By questioning how nanban byōbu reflect on upheavals in the sociocultural topography of the realm in the making and on issues of prestige concerning its centers and margins, the paper aims at adding a new perspective to the academic discussions of the screen paintings. It outlines processes of mobility and appropriation within Japan which led to the construction of fancy nanban-narratives in the 1590s: Capital-based, topical imageries of Europeans which were somewhat detached from Hideyoshi Toyotomis actual political measures against them. Including this context, the littoral, the peripheral region represented on nanban byōbu, is interpreted as a construction of the sociographical center, a heterotopic entity against which agents of the capital composed their own identities and endeavors.

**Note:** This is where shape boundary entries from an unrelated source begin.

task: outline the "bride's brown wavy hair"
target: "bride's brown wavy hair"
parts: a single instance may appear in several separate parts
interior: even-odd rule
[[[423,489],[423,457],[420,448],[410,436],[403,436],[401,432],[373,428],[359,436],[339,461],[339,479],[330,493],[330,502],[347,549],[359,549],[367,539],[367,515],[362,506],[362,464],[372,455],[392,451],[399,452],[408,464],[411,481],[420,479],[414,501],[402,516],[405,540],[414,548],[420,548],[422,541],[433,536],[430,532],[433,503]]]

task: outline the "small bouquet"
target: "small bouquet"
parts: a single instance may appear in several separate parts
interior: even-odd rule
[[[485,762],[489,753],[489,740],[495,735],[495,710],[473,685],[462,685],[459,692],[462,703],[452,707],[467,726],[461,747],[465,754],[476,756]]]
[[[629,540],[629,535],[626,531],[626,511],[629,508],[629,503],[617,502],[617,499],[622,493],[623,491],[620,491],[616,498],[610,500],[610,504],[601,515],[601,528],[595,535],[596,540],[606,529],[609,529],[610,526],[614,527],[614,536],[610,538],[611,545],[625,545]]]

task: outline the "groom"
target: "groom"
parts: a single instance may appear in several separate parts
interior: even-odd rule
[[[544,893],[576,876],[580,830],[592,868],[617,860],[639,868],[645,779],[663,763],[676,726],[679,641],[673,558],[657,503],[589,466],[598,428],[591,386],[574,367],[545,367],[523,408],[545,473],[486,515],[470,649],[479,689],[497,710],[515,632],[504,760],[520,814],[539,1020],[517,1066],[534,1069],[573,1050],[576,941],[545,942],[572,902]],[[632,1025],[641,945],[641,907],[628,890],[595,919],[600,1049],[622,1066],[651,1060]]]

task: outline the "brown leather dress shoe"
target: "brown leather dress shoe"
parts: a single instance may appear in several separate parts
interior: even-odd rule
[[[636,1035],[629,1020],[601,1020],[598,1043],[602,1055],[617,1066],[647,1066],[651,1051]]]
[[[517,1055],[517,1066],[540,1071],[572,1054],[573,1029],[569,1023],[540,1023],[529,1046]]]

Returning to recent receptions of nanban byōbu, it is remarkable that apparently, they are being classified and collected more often in the context of nanban bijutsu than as fūzokuga from the capital. In this respect, it will further be discussed how the spatial detachment and the incorporation of the foreign in nanban byōbu determinate their historiographic reception.
Paper short abstract:
The paper presents in Japan commissioned and in Korea produced goshomaru tea bowls as a product of the Momoyama zeitgeist and explores whether their historiography fell victim to the historical narrative of the tea ceremony.
Paper long abstract:
The Momoyama era was one of the most international and innovative times in Japanese art and culture, and the use of imported Korean tea bowls (Jap. kōrai chawan) in the tea cere-mony chanoyu - the most valued social as well as ritual appreciation of art during that time - was well established.
Against this background of internationalism and the craving for things overseas, Ko-rean tea bowls triggered a change in the appreciation of tea utensils in the tea ceremony, and further, as agents of transcultural manifestations, they were highly valued by those in military, political or economic power. In my paper I will deal with goshomaru tea bowls that were commissioned in Japan and made in Korea at the turn of the century - during a time when official connections between the two countries had been cut off. Their design is closely connected to one of the leading figures in the chanoyu of the time, Furuta Oribe (1544-1615), whose name today is used to designate a whole category of pottery, Oribe yaki, which was later mass-produced in Mino kilns, Aichi Prefecture. I will deal with the possible connec-tion between the goshomaru bowls and this innovative tea practitioner to show that they are a result of the Momoyama zeitgeist. The scarce sources on these bowls leave them a mystery that I will approach by looking into the development of the chanoyu during the 16th and 17th century, and its historical narrative that emphasizes the genealogy of tea masters and the categorizing of utensils.